Mount Fuji reflects in Lake Kawaguchi depicts one of the more popular themes of nineteenth-century Ukiyo-e art, and one of the most enduring symbols of Japanese culture and natural heritage, Mount Fuji.
In the print, Fuji is creatively mirrored by the shore of the lake below, in a tranquil scene which plays on the movement of light, cloud and water, offering clarity in the lake’s reflection. This mirror-reflection provides an unusual play on fantasy and reality, with the bare-topped, cracked and jagged edges of the real Fuji standing in contrast with the more romantic, snow-capped depiction in the reflection.
Hokusai appears to suggest the two “faces” of Fuji; the ideal below, and the strong, physical aspect above. This depiction of Fuji was not just influential artistically, it served a purpose in Japanese society. The Edo period (1603 – 1868) was a relatively stable and peaceful moment in Japan’s history, when citizens enjoyed the luxuries of national travel through newly fortified “highway” networks, and would often purchase or collect depictions of such natural sites as visual souvenirs of their experience.

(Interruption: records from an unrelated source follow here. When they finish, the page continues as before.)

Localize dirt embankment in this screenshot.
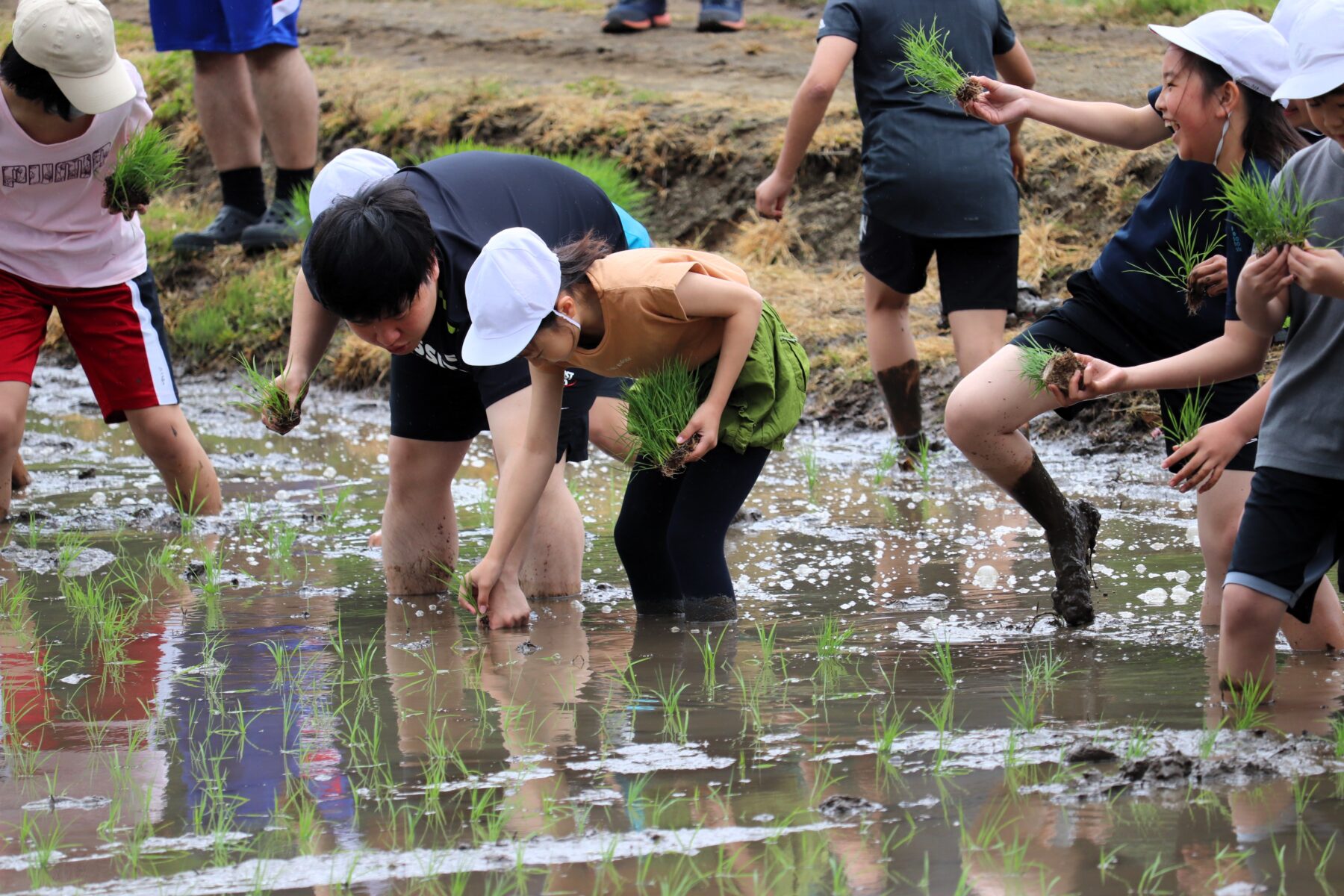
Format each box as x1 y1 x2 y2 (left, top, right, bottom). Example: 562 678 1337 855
44 0 1166 441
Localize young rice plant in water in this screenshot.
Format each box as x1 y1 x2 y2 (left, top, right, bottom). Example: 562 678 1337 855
104 125 184 215
1125 211 1223 316
621 360 700 477
895 19 980 105
1018 333 1083 398
1218 169 1334 252
232 355 311 427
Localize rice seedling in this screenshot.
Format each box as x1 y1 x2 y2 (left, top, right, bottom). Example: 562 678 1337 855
1018 333 1083 398
230 355 317 432
104 125 185 214
621 360 700 477
1216 168 1336 252
1161 385 1213 446
691 626 729 694
1125 210 1223 316
924 639 957 691
892 17 981 106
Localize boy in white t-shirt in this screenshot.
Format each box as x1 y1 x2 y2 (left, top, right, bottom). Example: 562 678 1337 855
0 0 219 518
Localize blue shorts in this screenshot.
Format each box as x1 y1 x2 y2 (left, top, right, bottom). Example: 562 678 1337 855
149 0 302 52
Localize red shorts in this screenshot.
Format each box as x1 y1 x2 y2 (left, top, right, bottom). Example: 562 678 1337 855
0 270 178 423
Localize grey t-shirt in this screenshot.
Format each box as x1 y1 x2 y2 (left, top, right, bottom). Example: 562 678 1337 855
1255 140 1344 479
817 0 1018 237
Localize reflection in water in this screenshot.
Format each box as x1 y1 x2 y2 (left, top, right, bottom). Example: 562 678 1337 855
0 371 1344 896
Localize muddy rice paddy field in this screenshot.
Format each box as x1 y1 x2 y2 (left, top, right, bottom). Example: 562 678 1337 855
0 365 1344 896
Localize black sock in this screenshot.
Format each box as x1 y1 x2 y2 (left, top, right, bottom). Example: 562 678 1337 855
276 168 313 202
219 168 266 217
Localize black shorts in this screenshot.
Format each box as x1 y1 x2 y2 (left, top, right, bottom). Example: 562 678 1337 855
1012 270 1260 471
859 212 1018 314
391 353 618 464
1225 466 1344 622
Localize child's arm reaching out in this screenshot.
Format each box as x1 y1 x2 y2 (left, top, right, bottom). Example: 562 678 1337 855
676 274 761 464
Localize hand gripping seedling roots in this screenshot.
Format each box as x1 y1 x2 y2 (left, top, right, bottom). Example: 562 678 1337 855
104 125 184 215
1018 333 1083 398
892 17 981 106
622 360 700 477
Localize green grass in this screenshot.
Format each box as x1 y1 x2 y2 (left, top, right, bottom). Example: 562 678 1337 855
414 140 649 217
106 124 185 212
1125 210 1223 314
892 17 980 104
621 360 700 476
1161 385 1213 445
1218 169 1336 251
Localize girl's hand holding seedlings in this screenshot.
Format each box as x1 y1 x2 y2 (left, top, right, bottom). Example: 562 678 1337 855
1189 255 1227 296
676 402 723 464
964 75 1032 126
1285 243 1344 298
1045 353 1129 407
756 170 793 220
1163 417 1255 494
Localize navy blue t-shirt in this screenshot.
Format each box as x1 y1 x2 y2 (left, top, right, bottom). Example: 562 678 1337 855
817 0 1018 237
1092 87 1278 348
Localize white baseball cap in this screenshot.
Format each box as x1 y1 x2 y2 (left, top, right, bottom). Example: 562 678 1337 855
1148 10 1287 97
308 149 396 220
1274 0 1344 99
13 0 136 114
462 227 561 367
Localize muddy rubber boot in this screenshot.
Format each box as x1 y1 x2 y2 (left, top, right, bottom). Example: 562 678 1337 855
684 594 738 622
1008 451 1101 629
10 454 32 491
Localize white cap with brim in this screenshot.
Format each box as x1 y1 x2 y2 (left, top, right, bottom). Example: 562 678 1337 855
13 0 136 116
308 149 396 220
1148 10 1287 97
1274 0 1344 99
462 227 561 367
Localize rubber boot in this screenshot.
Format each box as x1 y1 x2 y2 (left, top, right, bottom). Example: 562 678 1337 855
10 454 32 491
1008 451 1101 629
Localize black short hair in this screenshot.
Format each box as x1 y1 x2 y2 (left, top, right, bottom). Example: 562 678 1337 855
0 43 70 118
308 180 435 324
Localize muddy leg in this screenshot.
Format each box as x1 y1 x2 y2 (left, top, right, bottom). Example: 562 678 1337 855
126 405 220 516
0 382 28 520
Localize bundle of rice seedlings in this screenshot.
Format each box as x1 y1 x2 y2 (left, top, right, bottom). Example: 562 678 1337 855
1018 333 1083 398
892 17 981 106
104 125 184 215
1125 211 1223 317
1218 168 1336 252
230 355 316 432
1161 385 1213 447
621 360 700 477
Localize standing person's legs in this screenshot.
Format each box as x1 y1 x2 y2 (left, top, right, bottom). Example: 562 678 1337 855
946 345 1101 626
0 382 28 520
382 435 472 595
667 445 770 622
613 461 703 617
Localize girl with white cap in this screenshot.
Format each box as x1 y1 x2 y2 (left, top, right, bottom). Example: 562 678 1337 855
462 227 808 622
946 10 1344 649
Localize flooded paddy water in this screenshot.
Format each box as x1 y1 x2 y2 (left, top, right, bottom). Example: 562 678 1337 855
0 367 1344 896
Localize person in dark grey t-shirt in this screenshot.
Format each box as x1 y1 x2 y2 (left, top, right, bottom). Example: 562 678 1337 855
756 0 1036 454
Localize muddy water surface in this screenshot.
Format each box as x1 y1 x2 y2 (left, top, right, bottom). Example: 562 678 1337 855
0 368 1344 896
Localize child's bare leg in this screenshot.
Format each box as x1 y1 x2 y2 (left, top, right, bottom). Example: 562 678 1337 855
946 345 1101 626
126 405 220 516
0 380 28 520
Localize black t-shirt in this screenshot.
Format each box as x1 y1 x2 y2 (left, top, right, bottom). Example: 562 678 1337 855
1092 87 1278 348
817 0 1018 237
302 150 625 370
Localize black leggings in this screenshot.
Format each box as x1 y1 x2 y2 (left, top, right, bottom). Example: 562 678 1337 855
615 445 770 602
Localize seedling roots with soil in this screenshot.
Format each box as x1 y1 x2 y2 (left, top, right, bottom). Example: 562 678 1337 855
1020 335 1083 398
104 125 185 215
622 360 700 477
895 19 981 106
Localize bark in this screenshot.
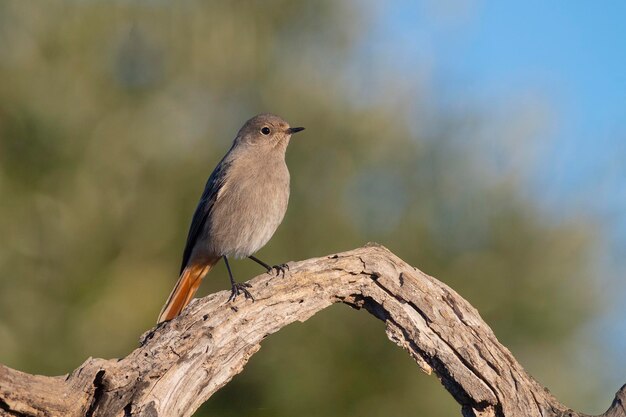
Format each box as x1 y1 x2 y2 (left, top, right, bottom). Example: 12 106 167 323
0 244 626 417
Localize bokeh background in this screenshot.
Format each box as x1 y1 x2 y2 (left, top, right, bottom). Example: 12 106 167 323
0 0 626 416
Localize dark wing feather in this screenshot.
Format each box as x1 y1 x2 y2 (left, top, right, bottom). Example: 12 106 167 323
180 154 230 274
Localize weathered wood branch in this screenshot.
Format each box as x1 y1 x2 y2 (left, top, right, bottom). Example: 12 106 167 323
0 245 626 417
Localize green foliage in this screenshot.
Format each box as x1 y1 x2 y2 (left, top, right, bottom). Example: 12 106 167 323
0 0 595 416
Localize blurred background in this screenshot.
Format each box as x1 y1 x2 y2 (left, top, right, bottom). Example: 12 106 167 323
0 0 626 416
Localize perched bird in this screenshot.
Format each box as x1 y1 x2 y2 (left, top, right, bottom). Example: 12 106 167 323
157 113 304 323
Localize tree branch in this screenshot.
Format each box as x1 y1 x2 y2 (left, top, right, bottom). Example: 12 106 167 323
0 245 626 417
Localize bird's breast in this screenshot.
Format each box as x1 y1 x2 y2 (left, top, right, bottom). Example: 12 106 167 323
207 160 289 257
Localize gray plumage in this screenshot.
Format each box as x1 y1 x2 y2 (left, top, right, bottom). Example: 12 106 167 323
159 113 304 322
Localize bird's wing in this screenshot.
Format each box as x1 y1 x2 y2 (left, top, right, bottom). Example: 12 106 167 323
180 156 230 274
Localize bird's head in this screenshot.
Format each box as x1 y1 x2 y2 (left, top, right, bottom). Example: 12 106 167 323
235 113 304 149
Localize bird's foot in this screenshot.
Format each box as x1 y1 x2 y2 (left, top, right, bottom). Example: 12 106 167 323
228 282 254 301
267 264 289 277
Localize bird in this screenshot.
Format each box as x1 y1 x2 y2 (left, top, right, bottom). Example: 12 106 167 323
157 113 304 324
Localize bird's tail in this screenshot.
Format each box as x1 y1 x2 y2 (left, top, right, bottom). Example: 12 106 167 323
157 257 220 324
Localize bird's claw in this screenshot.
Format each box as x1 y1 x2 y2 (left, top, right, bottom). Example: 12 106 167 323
228 282 254 301
267 264 289 277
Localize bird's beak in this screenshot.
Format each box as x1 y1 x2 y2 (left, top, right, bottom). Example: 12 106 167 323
287 127 304 135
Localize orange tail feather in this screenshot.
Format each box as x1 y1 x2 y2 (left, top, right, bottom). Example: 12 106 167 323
157 258 219 324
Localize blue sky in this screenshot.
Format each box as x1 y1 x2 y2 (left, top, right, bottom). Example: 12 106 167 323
370 0 626 394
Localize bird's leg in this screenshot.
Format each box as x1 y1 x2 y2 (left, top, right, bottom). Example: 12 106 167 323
248 255 289 277
223 255 254 301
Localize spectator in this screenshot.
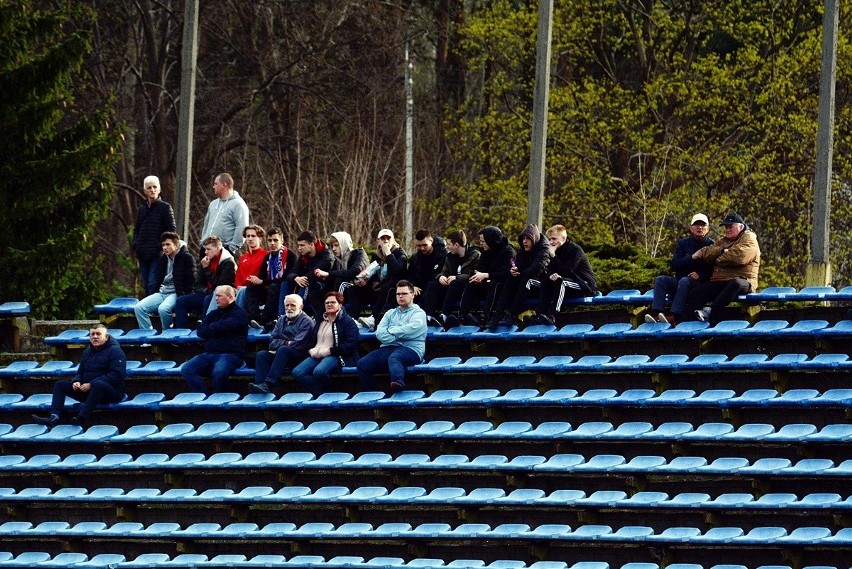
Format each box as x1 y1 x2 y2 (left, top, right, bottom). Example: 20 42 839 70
408 229 447 306
287 231 334 316
180 285 248 393
687 213 760 326
358 280 426 393
314 231 367 300
246 227 296 330
293 291 358 395
346 229 408 330
234 225 267 316
175 235 237 328
133 231 197 330
645 213 713 324
486 224 550 330
32 324 127 427
133 176 175 296
249 294 314 393
459 225 515 326
524 225 597 324
201 173 249 258
423 231 480 328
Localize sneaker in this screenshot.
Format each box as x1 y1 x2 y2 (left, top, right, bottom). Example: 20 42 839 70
249 381 272 393
32 413 59 428
69 415 92 429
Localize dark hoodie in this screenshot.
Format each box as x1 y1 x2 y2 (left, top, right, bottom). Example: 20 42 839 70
515 223 550 279
477 225 515 282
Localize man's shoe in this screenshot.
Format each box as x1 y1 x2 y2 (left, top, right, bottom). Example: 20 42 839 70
70 415 92 429
249 381 272 393
32 413 59 428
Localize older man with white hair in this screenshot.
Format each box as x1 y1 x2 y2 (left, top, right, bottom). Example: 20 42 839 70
180 285 249 393
249 294 314 393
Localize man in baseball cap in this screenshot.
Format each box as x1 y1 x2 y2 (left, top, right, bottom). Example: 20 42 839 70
645 213 713 324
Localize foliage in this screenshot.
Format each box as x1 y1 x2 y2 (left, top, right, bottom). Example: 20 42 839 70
0 0 120 318
431 0 852 288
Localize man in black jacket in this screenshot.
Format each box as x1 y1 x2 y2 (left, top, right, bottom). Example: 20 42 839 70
180 285 249 393
133 176 175 296
32 324 127 427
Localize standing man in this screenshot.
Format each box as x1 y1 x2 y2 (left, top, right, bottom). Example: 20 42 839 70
201 172 249 258
293 290 359 395
645 213 713 324
249 294 314 393
287 231 334 316
32 324 127 427
687 213 760 326
133 176 175 296
133 231 196 330
180 285 248 393
358 280 426 393
524 225 597 324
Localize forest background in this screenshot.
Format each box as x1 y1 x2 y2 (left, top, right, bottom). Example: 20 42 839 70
0 0 852 317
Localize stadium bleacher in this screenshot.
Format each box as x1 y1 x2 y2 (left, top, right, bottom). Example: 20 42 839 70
0 287 852 569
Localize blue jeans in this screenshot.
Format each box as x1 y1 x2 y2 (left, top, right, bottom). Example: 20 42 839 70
180 353 243 393
651 275 698 316
50 379 124 419
358 346 421 391
254 346 306 385
133 292 177 330
293 356 341 395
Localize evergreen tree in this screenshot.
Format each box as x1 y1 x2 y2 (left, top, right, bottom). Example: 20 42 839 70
0 0 121 318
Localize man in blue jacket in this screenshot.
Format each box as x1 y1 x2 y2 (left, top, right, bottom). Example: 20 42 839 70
32 324 127 427
180 285 249 393
358 280 426 393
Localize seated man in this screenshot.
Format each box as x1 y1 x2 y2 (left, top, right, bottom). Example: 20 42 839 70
687 213 760 326
456 225 515 326
423 230 480 327
645 213 713 324
180 285 249 393
175 235 237 328
293 291 359 395
133 231 197 330
486 224 550 330
358 280 426 393
32 324 127 427
287 231 334 316
524 225 597 324
249 294 314 393
246 227 296 330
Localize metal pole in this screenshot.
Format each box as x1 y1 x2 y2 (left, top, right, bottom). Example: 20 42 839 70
527 0 553 227
402 42 414 246
175 0 198 243
805 0 838 286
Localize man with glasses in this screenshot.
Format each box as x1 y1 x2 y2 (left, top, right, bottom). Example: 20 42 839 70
358 280 426 393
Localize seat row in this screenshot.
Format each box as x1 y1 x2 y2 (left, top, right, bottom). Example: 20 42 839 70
0 451 852 479
0 486 852 514
0 420 852 444
0 521 852 548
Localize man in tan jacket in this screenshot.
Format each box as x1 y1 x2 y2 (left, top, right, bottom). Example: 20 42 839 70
687 213 760 325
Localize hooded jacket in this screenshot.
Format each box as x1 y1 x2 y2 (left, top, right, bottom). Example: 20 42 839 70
72 336 127 393
157 242 198 296
328 231 367 290
515 223 550 279
408 235 447 289
195 247 237 295
476 225 515 282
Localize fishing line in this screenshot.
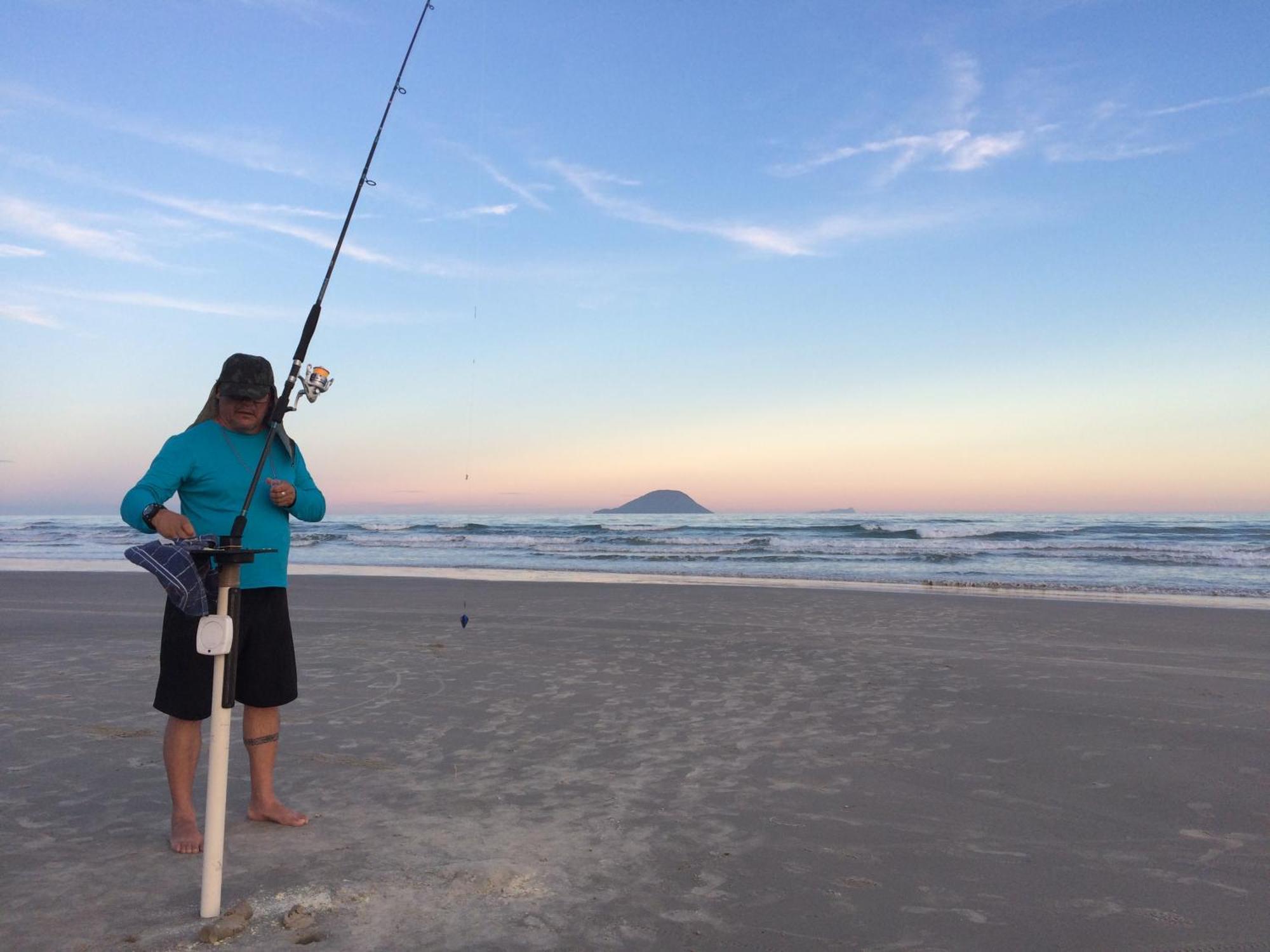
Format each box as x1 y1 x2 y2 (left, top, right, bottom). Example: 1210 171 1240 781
458 4 489 628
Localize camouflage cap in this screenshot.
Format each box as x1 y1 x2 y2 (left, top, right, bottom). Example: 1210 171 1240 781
216 354 273 400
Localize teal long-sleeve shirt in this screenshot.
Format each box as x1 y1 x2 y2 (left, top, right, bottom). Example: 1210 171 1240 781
119 420 326 589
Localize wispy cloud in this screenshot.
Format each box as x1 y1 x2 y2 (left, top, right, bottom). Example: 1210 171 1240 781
0 195 157 264
545 159 965 258
771 129 1026 178
946 53 983 126
455 141 551 212
33 287 295 320
0 83 325 179
423 202 519 221
230 0 353 24
0 244 46 258
132 189 406 269
0 305 62 330
1147 86 1270 116
1045 142 1186 162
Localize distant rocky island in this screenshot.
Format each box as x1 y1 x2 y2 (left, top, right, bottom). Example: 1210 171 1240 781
596 489 710 515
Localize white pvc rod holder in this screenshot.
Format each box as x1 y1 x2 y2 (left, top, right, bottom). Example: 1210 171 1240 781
198 565 239 919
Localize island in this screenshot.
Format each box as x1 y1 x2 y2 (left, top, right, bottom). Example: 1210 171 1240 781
594 489 710 515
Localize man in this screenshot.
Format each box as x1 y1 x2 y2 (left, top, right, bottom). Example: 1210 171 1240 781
119 354 326 853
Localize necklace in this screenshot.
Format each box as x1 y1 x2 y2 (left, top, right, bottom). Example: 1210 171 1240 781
217 424 278 479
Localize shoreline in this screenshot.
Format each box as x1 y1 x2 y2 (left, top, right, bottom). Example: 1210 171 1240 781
0 571 1270 952
0 559 1270 611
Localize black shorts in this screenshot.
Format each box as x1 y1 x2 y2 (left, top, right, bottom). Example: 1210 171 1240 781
155 588 300 721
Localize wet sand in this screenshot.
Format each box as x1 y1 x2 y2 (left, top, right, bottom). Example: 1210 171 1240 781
0 571 1270 952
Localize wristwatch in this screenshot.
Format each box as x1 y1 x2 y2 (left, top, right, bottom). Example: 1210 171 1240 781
141 503 164 529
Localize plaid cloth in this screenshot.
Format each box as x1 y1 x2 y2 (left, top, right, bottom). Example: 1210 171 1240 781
123 536 217 617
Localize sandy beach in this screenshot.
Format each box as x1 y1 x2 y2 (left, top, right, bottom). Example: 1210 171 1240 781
0 571 1270 952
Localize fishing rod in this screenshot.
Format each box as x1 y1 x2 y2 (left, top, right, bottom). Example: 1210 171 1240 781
196 0 432 922
231 0 433 547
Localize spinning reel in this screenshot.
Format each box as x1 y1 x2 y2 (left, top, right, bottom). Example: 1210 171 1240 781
291 364 335 410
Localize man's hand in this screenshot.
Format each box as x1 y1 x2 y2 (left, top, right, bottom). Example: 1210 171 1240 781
265 477 296 509
150 509 197 538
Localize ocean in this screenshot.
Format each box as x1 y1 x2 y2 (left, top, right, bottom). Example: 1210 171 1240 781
0 513 1270 597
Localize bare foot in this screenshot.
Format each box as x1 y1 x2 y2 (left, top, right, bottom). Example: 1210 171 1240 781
246 800 309 826
171 814 203 853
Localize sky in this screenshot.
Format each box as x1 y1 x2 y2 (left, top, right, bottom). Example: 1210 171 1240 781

Katsushika Hokusai’s (1760 – 1849) Mount Fuji reflects in Lake Kawaguchi seen from the Misaka Pass in Kai Province (Kōshū Misaka suimen) is one of thirty-six famed views of Fuji produced by Hokusai for his eponymous book, Thirty-six Views of Mount Fuji (Fugaku Sanjūrokkei). Mount Fuji reflects in Lake Kawaguchi was first printed in 1830 in the Ukiyo-e tradition of woodblock printing. This involved a block-cutter carving Hokusai’s original paper design into numerous wooden blocks for multiple colour printing.
Ukiyo-e, which literally translates as “Pictures of a Floating World”, derives its name from the hedonistic and care-free (floating) lifestyles depicted in the early tradition of the medium. In these earliest examples of Ukiyo-e, prints often depicted courtesans, female beauties, erotic scenes, famous actors and other such cause célèbre. It has since been used to describe a whole host of scenes which are far less frivolous, more naturalistic, and therefore indicative of a technique and craft. As a mass produced and widely circulated medium, Ukiyo-e prints are an example of Japan’s early consumer culture.